In conclusion, the Grounding DINO model presented in this research extends DINO to handle open-set object detection, enabling the detection of arbitrary objects using human language inputs.

The model design includes a tight fusion approach to effectively integrate cross-modality information, a sub-sentence level representation for more reasonable text prompts, and a cross-modality decoder to combine image and text features.

The results demonstrate the effectiveness of the proposed model, outperforming competing models on various benchmarks.

The research also extends open-set object detection to Referring Expression Comprehension (REC) tasks and evaluates the model's performance accordingly. However, the model has some limitations, such as its inability to handle segmentation tasks like GLIPv2 and the smaller training data compared to larger models like GLIP.

There are certain acknowledged limitations, stating that Grounding DINO is not suitable for segmentation tasks and that the smaller training data may impact the final performance compared to the largest GLIP model.

Frequently Asked Questions (FAQ)

1.  What is Grounded Training?

Grounded training is a training approach in machine learning that involves using additional information or external knowledge to improve the learning process. In the context of vision and language tasks, grounded training aims to combine visual and textual information to enhance the model's understanding and performance.

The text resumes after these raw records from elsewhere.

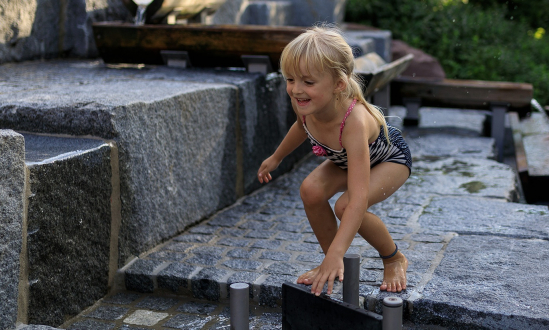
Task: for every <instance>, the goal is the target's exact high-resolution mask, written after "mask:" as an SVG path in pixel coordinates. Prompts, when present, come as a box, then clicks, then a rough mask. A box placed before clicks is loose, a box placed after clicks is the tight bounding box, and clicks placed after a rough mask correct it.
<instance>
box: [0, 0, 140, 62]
mask: <svg viewBox="0 0 549 330" xmlns="http://www.w3.org/2000/svg"><path fill="white" fill-rule="evenodd" d="M0 5H1V7H2V20H1V21H0V63H6V62H14V61H25V60H31V59H45V58H55V57H59V56H66V55H69V56H74V57H95V56H97V48H96V47H95V42H94V40H93V33H92V26H91V24H92V22H98V21H115V20H130V17H129V12H128V11H127V10H126V9H125V7H124V5H123V3H122V1H113V0H85V1H63V0H54V1H41V0H33V1H9V0H2V1H0ZM52 18H53V19H52Z"/></svg>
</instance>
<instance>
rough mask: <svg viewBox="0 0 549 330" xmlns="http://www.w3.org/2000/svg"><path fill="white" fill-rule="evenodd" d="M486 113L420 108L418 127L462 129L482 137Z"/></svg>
mask: <svg viewBox="0 0 549 330" xmlns="http://www.w3.org/2000/svg"><path fill="white" fill-rule="evenodd" d="M488 113H489V112H488V111H482V110H464V109H451V108H430V107H422V108H420V109H419V127H425V128H428V127H430V128H433V127H454V128H462V129H466V130H471V131H474V132H476V133H478V134H479V135H482V134H483V132H484V122H485V121H486V118H487V114H488Z"/></svg>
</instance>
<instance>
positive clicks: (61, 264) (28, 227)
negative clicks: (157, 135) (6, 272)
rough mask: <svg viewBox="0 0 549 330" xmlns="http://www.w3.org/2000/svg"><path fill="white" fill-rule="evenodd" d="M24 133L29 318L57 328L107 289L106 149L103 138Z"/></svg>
mask: <svg viewBox="0 0 549 330" xmlns="http://www.w3.org/2000/svg"><path fill="white" fill-rule="evenodd" d="M24 136H25V142H26V146H27V153H28V154H29V157H28V162H27V166H28V169H29V174H30V177H29V188H30V193H31V196H30V197H29V202H28V229H27V232H28V236H27V245H28V258H29V275H28V276H29V311H28V313H29V314H28V318H29V322H30V323H32V324H45V325H50V326H58V325H60V324H62V323H63V322H64V321H65V320H66V317H67V316H70V315H77V314H78V313H79V312H80V311H82V310H83V309H84V308H86V307H88V306H90V305H92V304H93V303H94V302H95V301H97V300H98V299H100V298H101V297H103V296H104V295H105V294H106V293H107V289H108V275H109V274H108V272H109V258H110V238H111V237H110V234H111V221H112V214H111V196H112V182H111V180H112V172H111V148H110V146H109V145H108V144H106V143H105V142H103V141H101V140H91V139H72V138H62V137H53V136H37V135H32V134H24ZM75 279H77V280H75Z"/></svg>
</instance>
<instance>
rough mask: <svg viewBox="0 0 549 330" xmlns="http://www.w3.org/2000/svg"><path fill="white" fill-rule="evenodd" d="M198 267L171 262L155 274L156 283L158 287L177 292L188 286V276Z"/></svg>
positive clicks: (185, 289) (189, 275)
mask: <svg viewBox="0 0 549 330" xmlns="http://www.w3.org/2000/svg"><path fill="white" fill-rule="evenodd" d="M198 269H200V267H198V266H192V265H187V264H184V263H172V264H170V265H168V267H166V268H164V269H163V270H161V271H160V272H159V273H158V275H157V278H156V280H157V284H158V288H160V289H168V290H170V291H172V292H175V293H177V292H179V291H181V290H186V289H188V288H189V283H188V282H189V278H190V276H191V274H192V273H194V272H195V271H197V270H198Z"/></svg>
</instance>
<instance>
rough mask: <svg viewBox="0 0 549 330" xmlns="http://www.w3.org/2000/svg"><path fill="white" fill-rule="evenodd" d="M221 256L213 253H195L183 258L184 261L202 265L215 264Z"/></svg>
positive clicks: (199, 264)
mask: <svg viewBox="0 0 549 330" xmlns="http://www.w3.org/2000/svg"><path fill="white" fill-rule="evenodd" d="M222 258H223V257H221V256H220V255H213V254H197V255H195V256H193V257H190V258H189V259H187V260H185V263H189V264H194V265H202V266H215V265H216V264H217V262H218V261H219V260H221V259H222Z"/></svg>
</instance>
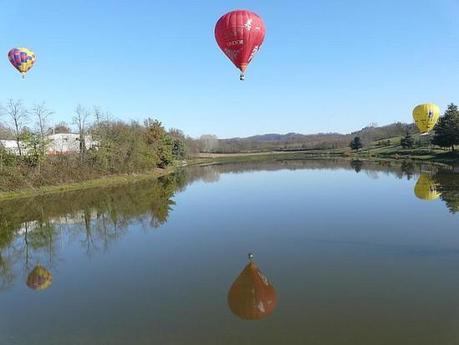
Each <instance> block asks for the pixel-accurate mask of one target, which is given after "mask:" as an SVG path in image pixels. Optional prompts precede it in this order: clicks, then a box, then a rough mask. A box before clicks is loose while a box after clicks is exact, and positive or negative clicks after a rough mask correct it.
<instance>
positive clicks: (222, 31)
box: [215, 10, 265, 74]
mask: <svg viewBox="0 0 459 345" xmlns="http://www.w3.org/2000/svg"><path fill="white" fill-rule="evenodd" d="M264 38H265V25H264V23H263V19H261V17H260V16H258V15H257V14H256V13H253V12H250V11H246V10H237V11H231V12H228V13H226V14H225V15H223V16H222V17H221V18H220V19H219V20H218V22H217V24H216V25H215V39H216V40H217V43H218V46H219V47H220V49H221V50H222V51H223V52H224V53H225V55H226V56H227V57H228V58H229V59H230V60H231V61H232V62H233V63H234V65H235V66H236V67H237V68H239V69H240V70H241V72H242V74H244V72H245V70H246V69H247V66H248V65H249V63H250V61H252V59H253V57H254V56H255V54H256V53H257V52H258V50H260V47H261V45H262V44H263V40H264Z"/></svg>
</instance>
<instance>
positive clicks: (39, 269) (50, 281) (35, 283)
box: [27, 265, 53, 290]
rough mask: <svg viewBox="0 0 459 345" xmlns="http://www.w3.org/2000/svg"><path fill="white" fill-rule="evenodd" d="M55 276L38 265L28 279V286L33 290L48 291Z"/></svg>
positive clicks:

In grounded training for vision and language tasks, such as image captioning, object detection, or referring expression comprehension, the model is trained using both image data and corresponding textual descriptions or annotations.

The textual information provides grounding or context for the visual elements in the images, enabling the model to learn associations between visual features and their corresponding linguistic representations.

2.  What is referring to expression comprehension (REC)?

Referring Expression Comprehension (REC) is a natural language processing (NLP) and computer vision task that involves understanding and interpreting language expressions used to refer to specific objects or regions within images.

REC aims to develop models that can accurately identify the objects or regions being referred to in the image based on the given textual descriptions.

3. What is Open Set Object Detection?

Open-Set Object Detection is a training approach that uses existing bounding box annotations and aims to detect arbitrary classes by leveraging language generalization.

OV-DETR utilizes image and text embeddings from a CLIP model as queries to decode category-specified boxes within the DETR framework.

ViLD distills knowledge from a CLIP teacher model into an R-CNN-like detector, allowing learned region embeddings to incorporate language semantics.

GLIP treats object detection as a grounding problem, utilizing additional grounding data to align semantics at the phrase and region levels, resulting in improved performance on fully-supervised detection benchmarks.

DetCLIP involves large-scale image captioning datasets and employs generated pseudo labels to expand the knowledge database, effectively enhancing the detectors' generalization ability.